Update: Xcode 4.6.2 (others not tested) on x86-64 compiles the double shift + or to a rotate for 32 & 64 bit operands, for 8 & 16 bit operands the double shift + or is kept. Why? Maybe the compiler understands something about the performance of these instructions, maybe the just didn't optimise - but in general if you can avoid assembler do so, the compiler invariably knows best! Also using static inline on the functions, or using macros defined in the same way as the standard macro MAX (a macro has the advantage of adapting to the type of its operands), can be used to inline the operations.
Addendum after OP comment
Here is the i86_64 assembler as an example, for full details of how to use the asm construct start here.
First the non-assembler version:
static inline uint32 rotl32_i64(uint32 value, unsigned shift)
{
// assume shift is in range 0..31 or subtraction would be wrong
// however we know the compiler will spot the pattern and replace
// the expression with a single roll and there will be no subtraction
// so if the compiler changes this may break without:
// shift &= 0x1f;
return (value << shift) | (value >> (32 - shift));
}
void test_rotl32(uint32 value, unsigned shift)
{
uint32 shifted = rotl32_i64(value, shift);
NSLog(#"%8x <<< %u -> %8x", value & 0xFFFFFFFF, shift, shifted & 0xFFFFFFFF);
}
If you look at the assembler output for profiling (so the optimiser kicks in) in Xcode (Product > Generate Output > Assembly File, then select Profiling in the pop-up menu as the bottom of the window) you will see that rotl32_i64 is inlined into test_rotl32 and compiles down to a rotate (roll) instruction.
Now producing the assembler directly yourself is a bit more involved than for the ARM code FrankH showed. This is because to take a variable shift value a specific register, cl, must be used, so we need to give the compiler enough information to do that. Here goes:
static inline uint32 rotl32_i64_asm(uint32 value, unsigned shift)
{
// i64 - shift must be in register cl so create a register local assigned to cl
// no need to mask as i64 will do that
register uint8 cl asm ( "cl" ) = shift;
uint32 shifted;
// emit the rotate left long
// %n values are replaced by args:
// 0: "=r" (shifted) - any register (r), result(=), store in var (shifted)
// 1: "0" (value) - *same* register as %0 (0), load from var (value)

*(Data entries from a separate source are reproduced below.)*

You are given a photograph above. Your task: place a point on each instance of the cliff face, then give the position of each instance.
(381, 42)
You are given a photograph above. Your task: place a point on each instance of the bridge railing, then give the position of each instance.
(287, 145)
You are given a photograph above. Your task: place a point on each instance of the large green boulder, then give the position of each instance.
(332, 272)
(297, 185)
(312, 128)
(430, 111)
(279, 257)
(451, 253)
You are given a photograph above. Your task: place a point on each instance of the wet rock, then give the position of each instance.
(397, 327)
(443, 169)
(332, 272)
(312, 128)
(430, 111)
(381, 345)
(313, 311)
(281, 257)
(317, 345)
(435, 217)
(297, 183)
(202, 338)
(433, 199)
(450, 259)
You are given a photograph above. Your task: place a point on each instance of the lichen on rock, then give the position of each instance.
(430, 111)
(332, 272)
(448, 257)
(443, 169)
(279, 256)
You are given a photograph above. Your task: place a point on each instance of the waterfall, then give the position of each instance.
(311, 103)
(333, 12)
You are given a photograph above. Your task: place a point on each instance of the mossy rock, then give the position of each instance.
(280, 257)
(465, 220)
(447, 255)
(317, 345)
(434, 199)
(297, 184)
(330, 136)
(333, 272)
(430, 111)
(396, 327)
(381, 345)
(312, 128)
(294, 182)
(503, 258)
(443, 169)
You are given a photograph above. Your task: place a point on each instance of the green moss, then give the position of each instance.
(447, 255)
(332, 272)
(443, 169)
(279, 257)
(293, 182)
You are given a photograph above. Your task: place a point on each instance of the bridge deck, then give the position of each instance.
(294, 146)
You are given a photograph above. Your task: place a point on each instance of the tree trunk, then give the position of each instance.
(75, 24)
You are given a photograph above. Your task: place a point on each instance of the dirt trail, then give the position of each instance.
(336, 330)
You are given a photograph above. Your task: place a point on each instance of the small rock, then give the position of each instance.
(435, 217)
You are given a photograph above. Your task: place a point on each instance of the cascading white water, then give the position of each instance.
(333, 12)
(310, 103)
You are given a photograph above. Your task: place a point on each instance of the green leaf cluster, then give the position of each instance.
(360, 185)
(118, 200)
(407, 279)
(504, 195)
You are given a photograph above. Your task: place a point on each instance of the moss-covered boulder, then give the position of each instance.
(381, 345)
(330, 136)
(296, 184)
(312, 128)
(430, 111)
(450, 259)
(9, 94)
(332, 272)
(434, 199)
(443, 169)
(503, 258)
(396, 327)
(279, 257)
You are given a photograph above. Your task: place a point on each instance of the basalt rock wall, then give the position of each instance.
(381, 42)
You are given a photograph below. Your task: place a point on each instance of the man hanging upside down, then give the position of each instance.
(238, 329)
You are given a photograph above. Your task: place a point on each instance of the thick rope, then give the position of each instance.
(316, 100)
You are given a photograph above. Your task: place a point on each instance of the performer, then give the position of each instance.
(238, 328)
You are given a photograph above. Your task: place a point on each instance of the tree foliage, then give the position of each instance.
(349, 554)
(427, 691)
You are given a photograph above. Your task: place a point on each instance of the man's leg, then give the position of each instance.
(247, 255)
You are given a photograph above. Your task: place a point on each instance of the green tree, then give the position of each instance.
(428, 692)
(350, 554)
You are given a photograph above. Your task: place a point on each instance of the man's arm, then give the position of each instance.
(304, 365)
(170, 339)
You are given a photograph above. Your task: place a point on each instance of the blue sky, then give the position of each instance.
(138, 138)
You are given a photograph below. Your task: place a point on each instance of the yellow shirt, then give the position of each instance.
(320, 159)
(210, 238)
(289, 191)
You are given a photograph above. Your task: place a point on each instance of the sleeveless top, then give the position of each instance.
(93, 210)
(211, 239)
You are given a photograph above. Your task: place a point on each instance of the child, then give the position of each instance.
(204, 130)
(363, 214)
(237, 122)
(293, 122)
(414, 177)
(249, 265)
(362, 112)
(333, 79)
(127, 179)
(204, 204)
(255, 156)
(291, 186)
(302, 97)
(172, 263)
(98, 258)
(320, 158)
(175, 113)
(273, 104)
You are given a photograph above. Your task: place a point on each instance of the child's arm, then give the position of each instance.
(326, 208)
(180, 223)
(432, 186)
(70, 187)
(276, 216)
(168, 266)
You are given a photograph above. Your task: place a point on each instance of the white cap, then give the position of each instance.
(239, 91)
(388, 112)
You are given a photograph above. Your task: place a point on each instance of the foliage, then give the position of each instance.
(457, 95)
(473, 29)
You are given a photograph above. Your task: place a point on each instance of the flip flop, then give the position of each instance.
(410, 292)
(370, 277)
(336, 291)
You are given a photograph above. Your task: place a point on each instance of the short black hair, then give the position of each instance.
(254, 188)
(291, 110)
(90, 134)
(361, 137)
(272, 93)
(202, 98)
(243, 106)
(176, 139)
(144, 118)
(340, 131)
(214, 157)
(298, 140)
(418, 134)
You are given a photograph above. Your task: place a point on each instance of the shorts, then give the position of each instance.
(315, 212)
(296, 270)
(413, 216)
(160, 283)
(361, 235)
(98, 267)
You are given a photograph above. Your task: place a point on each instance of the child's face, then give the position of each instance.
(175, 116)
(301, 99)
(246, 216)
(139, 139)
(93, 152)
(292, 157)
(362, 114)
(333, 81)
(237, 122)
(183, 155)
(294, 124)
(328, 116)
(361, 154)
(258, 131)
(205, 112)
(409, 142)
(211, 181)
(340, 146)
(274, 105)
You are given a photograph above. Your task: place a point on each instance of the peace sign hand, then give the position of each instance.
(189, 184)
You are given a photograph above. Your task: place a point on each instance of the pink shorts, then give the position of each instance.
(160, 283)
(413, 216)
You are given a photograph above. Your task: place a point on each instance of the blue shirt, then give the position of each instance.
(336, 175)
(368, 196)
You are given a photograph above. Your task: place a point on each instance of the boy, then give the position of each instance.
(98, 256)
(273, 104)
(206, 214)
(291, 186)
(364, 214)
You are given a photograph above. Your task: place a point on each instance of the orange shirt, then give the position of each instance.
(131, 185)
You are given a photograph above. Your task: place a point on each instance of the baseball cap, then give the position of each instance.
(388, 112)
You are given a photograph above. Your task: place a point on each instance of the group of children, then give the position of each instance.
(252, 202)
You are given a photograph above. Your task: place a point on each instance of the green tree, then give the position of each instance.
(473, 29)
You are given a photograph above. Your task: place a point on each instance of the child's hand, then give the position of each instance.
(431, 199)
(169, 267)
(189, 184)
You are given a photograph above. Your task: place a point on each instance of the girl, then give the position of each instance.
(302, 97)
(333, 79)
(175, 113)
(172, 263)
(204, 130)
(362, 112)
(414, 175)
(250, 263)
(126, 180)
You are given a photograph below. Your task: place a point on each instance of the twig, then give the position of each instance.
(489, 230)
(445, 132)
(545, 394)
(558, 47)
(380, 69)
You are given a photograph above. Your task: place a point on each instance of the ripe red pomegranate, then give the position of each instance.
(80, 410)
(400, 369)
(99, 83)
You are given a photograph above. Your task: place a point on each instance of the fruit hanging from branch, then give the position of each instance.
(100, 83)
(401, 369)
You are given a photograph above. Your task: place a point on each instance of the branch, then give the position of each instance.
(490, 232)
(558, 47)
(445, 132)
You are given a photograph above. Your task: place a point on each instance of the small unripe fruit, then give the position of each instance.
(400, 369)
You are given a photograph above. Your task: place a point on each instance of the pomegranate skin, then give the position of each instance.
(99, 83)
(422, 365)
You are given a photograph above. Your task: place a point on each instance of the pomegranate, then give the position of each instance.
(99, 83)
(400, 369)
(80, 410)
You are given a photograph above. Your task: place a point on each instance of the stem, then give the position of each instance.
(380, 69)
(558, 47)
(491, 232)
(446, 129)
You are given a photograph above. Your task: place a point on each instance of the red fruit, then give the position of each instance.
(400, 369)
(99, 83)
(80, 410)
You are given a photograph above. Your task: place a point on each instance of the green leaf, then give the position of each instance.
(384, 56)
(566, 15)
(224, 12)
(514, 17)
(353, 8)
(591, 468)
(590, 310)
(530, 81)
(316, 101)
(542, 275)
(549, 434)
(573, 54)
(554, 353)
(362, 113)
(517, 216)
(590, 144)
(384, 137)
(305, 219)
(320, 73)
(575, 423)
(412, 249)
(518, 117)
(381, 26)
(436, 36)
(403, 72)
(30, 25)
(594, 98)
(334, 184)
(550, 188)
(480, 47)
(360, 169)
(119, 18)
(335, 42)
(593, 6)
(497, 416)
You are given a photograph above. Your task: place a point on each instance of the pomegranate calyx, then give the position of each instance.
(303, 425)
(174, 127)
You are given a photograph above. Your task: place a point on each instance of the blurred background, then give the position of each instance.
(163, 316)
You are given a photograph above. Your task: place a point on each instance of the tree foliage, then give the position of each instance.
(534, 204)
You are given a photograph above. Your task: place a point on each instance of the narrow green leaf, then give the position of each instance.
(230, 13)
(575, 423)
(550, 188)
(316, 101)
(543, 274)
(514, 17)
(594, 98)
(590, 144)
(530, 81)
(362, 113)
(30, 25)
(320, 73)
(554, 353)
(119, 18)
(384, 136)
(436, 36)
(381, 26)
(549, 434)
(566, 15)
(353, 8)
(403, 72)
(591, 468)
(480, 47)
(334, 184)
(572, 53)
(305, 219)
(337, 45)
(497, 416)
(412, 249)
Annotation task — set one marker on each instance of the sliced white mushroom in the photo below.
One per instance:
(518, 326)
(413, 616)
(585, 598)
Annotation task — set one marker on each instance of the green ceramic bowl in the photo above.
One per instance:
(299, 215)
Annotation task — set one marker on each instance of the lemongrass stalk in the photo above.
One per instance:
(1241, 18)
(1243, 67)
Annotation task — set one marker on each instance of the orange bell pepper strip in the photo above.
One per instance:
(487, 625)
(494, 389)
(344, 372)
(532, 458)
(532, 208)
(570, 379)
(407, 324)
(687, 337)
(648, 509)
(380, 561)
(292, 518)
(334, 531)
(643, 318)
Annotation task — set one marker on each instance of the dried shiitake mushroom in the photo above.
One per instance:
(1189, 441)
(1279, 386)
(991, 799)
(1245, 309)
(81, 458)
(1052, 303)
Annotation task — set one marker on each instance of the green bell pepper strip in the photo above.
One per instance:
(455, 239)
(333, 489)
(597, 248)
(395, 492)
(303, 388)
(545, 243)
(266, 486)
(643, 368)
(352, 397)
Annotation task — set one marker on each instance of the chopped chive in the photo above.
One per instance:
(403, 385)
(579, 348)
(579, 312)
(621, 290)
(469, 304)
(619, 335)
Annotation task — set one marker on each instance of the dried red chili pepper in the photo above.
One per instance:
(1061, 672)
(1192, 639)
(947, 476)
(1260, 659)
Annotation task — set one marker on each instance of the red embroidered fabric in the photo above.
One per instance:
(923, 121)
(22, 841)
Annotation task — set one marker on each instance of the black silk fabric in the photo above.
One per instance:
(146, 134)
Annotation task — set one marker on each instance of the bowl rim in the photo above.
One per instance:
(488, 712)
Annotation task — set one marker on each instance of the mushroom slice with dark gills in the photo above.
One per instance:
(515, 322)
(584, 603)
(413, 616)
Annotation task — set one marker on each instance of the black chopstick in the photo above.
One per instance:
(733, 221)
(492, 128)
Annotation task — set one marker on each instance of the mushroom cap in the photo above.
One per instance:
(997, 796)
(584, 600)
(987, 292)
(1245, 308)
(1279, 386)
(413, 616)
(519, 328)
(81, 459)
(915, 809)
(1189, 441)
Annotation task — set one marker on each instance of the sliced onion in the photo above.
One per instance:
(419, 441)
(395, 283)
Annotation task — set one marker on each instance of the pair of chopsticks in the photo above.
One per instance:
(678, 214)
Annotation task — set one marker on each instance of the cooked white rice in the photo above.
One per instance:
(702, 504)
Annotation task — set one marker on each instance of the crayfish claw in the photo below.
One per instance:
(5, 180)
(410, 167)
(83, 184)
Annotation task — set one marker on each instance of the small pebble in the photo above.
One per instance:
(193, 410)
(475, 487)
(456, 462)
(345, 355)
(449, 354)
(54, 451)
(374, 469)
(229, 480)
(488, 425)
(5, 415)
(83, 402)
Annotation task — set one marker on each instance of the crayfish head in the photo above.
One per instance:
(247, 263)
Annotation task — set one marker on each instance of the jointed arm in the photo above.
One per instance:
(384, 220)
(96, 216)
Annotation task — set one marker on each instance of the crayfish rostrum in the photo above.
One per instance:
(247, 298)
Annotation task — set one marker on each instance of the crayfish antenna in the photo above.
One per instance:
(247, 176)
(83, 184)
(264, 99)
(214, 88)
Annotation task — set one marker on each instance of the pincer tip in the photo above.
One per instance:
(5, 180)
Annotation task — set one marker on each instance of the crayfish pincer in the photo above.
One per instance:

// 2: "r" (cl) - any register (r), load from var (cl - which is the cl register so this one is used)
__asm__ ("roll %2,%0" : "=r" (shifted) : "0" (value), "r" (cl));
return shifted;
}
Change test_rotl32 to call rotl32_i64_asm and check the assembly output again - it should be the same, i.e. the compiler did as well as we did.
Further note that if the commented out masking line in rotl32_i64 is included it essentially becomes rotl32 - the compiler will do the right thing for any architecture all for the cost of a single and instruction in the i64 version.
So asm is there is you need it, using it can be somewhat involved, and the compiler will invariably do as well or better by itself...
HTH
The 32bit rotate in ARM would be:
__asm__("MOV %0, %1, ROR %2\n" : "=r"(out) : "r"(in), "M"(N));
where N is required to be a compile-time constant.
But the output of the barrel shifter, whether used on a register or an immediate operand, is always a full-register-width; you can shift a constant 8-bit quantity to any position within a 32bit word, or - as here - shift/rotate the value in a 32bit register any which way.
But you cannot rotate 16bit or 8bit values within a register using a single ARM instruction. None such exists.
That's why the compiler, on ARM targets, when you use the "normal" (portable [Objective-]C/C++) code (in << xx) | (in >> (w - xx)) will create you one assembler instruction for a 32bit rotate, but at least two (a normal shift followed by a shifted or) for 8/16bit ones.